I know there is considerable enthusiasm for smart software. Most of the eDiscovery vendors suggest that humans and whizzy new systems can coexist. Now, a new chapter in justifiable staff reductions may be upon us. Navigate to “A New View of Review: Predictive Coding Vows to Cut E-Discovery Drudgery” to learn that recently released research from an Ivory Tower-type says that a “predictive coding approach can do a better job of sifting through more than 800,000 documents than humans.”

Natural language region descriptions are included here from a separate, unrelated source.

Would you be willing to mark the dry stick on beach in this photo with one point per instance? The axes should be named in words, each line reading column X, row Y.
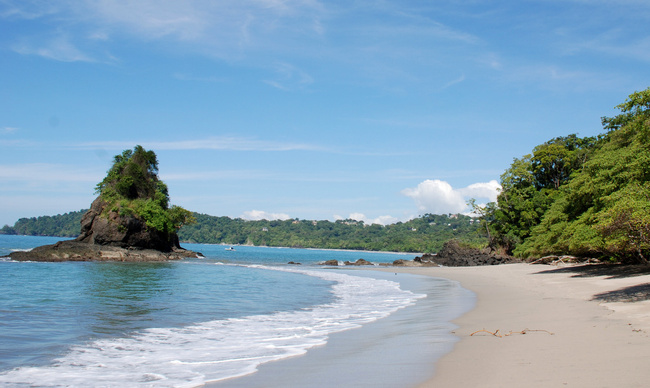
column 497, row 334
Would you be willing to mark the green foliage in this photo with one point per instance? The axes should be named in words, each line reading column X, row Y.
column 423, row 234
column 132, row 188
column 585, row 197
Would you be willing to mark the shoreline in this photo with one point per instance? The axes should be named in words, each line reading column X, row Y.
column 561, row 335
column 394, row 351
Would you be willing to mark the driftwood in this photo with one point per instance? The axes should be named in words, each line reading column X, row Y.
column 498, row 334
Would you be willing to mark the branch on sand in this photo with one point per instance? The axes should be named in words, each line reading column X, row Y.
column 497, row 333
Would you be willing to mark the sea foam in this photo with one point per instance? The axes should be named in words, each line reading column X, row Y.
column 219, row 349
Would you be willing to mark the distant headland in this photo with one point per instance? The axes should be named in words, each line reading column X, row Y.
column 130, row 220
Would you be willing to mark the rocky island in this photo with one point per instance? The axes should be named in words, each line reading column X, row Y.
column 130, row 220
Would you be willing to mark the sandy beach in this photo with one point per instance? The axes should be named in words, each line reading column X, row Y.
column 579, row 329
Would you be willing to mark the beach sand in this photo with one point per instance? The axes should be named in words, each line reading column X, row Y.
column 598, row 339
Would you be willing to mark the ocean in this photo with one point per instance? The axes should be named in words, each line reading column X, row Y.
column 217, row 319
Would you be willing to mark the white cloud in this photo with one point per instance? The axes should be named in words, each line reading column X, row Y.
column 256, row 215
column 439, row 197
column 488, row 190
column 212, row 143
column 58, row 49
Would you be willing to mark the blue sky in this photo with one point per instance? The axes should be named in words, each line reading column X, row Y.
column 309, row 109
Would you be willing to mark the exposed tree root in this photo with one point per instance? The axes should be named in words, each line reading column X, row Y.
column 497, row 333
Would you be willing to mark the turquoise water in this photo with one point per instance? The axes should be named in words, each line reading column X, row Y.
column 178, row 323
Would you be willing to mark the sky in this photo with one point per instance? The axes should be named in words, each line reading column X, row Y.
column 379, row 111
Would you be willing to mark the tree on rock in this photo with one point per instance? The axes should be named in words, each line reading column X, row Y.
column 132, row 209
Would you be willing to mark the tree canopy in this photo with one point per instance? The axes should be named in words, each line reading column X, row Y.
column 582, row 196
column 132, row 187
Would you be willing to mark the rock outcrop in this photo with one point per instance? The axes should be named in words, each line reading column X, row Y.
column 110, row 238
column 453, row 254
column 102, row 227
column 119, row 230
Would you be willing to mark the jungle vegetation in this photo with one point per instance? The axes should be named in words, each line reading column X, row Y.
column 587, row 197
column 424, row 234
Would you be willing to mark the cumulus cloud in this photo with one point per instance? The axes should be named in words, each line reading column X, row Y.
column 256, row 215
column 439, row 197
column 488, row 190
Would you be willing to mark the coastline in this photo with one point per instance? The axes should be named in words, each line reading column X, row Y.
column 395, row 351
column 598, row 339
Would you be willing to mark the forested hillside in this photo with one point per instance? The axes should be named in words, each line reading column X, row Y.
column 423, row 234
column 581, row 196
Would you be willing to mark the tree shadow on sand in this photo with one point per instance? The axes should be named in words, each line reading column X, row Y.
column 628, row 294
column 610, row 271
column 634, row 293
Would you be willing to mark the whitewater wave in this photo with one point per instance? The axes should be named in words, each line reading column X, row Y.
column 220, row 349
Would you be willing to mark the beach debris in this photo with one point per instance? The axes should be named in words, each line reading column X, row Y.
column 497, row 333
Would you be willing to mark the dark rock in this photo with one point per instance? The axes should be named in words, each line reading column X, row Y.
column 453, row 254
column 111, row 238
column 122, row 231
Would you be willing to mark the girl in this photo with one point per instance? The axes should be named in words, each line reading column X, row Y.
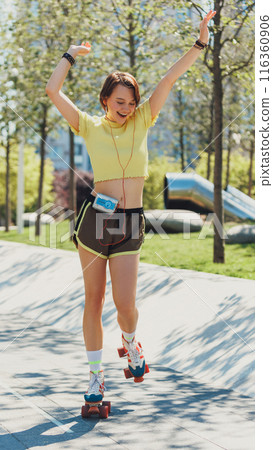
column 117, row 145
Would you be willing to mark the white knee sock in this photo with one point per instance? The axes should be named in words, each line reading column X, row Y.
column 129, row 336
column 94, row 360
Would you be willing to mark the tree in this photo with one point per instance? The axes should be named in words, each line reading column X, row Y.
column 42, row 29
column 231, row 18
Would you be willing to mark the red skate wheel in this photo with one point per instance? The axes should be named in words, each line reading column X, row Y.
column 121, row 352
column 93, row 410
column 138, row 379
column 127, row 373
column 103, row 412
column 108, row 404
column 85, row 409
column 147, row 370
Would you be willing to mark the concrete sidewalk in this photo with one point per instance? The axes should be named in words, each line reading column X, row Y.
column 42, row 387
column 200, row 326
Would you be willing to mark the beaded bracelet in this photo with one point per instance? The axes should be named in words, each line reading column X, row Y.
column 69, row 58
column 200, row 45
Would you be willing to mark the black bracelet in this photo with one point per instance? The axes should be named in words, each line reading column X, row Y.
column 69, row 58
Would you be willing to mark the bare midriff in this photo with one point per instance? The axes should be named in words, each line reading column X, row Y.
column 133, row 188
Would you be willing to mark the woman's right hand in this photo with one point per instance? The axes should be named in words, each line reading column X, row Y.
column 82, row 49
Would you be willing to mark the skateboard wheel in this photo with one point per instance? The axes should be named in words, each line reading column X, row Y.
column 121, row 352
column 85, row 409
column 108, row 404
column 103, row 412
column 127, row 373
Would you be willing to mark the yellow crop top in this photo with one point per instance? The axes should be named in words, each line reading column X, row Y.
column 100, row 146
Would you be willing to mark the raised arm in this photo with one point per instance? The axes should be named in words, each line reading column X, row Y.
column 53, row 88
column 164, row 87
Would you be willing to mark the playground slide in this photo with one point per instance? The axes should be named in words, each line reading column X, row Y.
column 191, row 191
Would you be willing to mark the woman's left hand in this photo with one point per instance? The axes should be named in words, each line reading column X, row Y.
column 204, row 32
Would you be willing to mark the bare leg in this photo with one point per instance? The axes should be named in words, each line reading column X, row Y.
column 94, row 274
column 123, row 270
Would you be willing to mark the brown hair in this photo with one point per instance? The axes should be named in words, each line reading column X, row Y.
column 115, row 78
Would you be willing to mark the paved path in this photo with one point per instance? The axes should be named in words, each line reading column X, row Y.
column 44, row 372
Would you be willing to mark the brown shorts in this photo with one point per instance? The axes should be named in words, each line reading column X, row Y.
column 121, row 234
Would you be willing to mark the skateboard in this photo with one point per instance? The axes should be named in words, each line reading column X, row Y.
column 127, row 372
column 97, row 408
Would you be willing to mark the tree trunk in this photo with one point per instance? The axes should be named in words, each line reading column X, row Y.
column 252, row 149
column 72, row 179
column 132, row 46
column 180, row 108
column 210, row 138
column 219, row 243
column 7, row 218
column 42, row 164
column 228, row 156
column 182, row 147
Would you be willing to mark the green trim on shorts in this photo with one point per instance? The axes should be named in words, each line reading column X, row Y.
column 92, row 251
column 135, row 252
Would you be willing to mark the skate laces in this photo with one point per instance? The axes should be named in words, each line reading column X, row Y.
column 133, row 353
column 95, row 385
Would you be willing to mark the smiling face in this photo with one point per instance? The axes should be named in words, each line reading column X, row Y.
column 121, row 104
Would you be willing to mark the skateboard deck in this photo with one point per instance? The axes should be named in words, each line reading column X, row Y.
column 127, row 372
column 102, row 409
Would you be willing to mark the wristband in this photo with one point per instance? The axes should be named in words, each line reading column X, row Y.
column 200, row 44
column 69, row 58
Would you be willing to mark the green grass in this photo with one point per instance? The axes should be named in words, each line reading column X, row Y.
column 176, row 251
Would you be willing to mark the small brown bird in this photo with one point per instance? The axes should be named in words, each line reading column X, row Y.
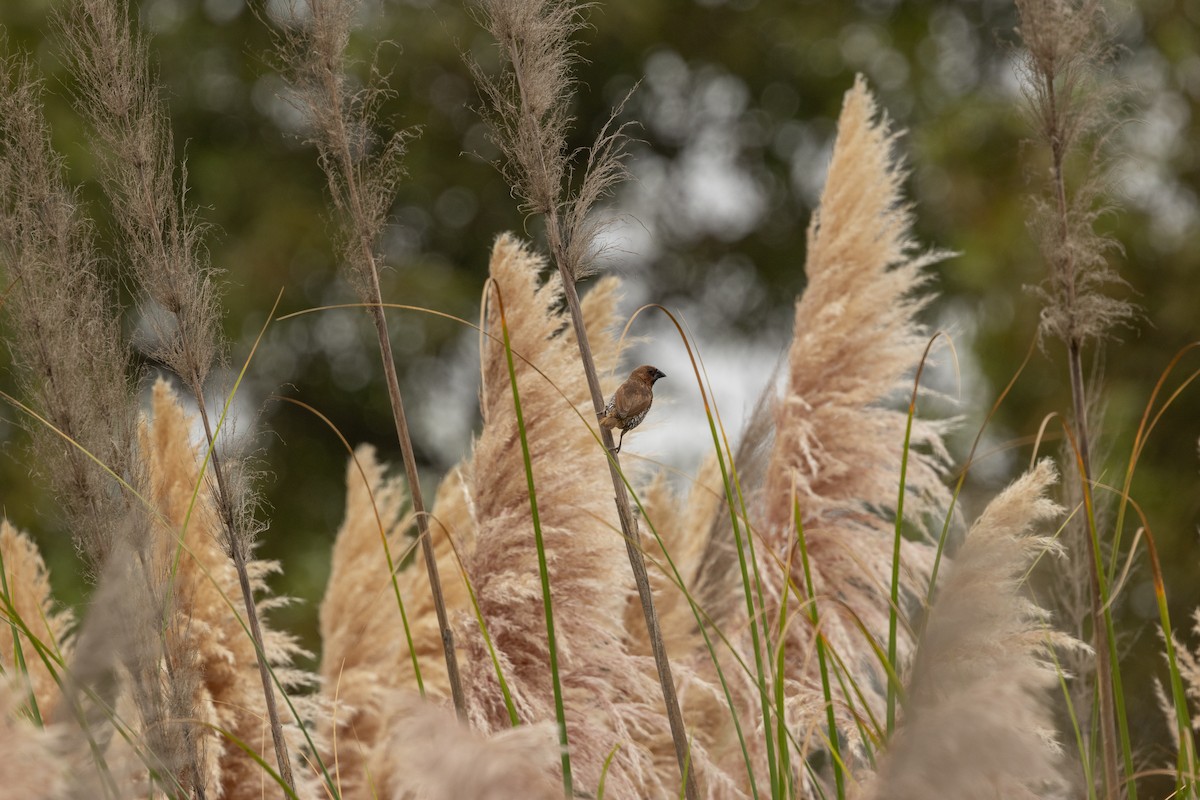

For many law school graduates, scouring documents for material of value to a case has long been a secure if somewhat tedious means of entering the legal profession. This will no longer be true, however, if a new type of software lives up to its creator’s claims Known as predictive coding, it can supposedly do the same job, faster, cheaper, and as well as humans. But lawyers live to bill, so perhaps software may force law firms to get rid of staff and trust the algorithms.

We learn:

There has been a long-standing myth in the legal field that exhaustive manual review is the gold standard, or nearly perfect, but that has been shown to be a fallacy, according to Maura R. Grossman, a New York City attorney. Research has shown that, under the best circumstances, manual review will identify about 70 percent of the responsive documents in a large data collection. Some technology-assisted approaches have been shown to perform at least as well as that, if not better, at far less cost.

Attorneys, paralegals, unpaid interns, and experts in India will miss 30 percent of the pertinent documents. Smart software is the path to the future.

Some observers worry about the legal defensibility of predictive coding. But such concerns are unfounded, so long as both sides agree to its use. That’s according to Craig Carpenter, a marketer for Recommind, a software development firm focused on the legal and corporate market

But even sophisticated programs don’t actually think. Without that capacity, they cannot understand the subtle nuances and informal connections that underlie written documents. It’s unlikely that predictive coding will live up to the sales hype surrounding it. But what’s new about search vendors’ marketing is that reality is often different from Spock’s world on Star Trek.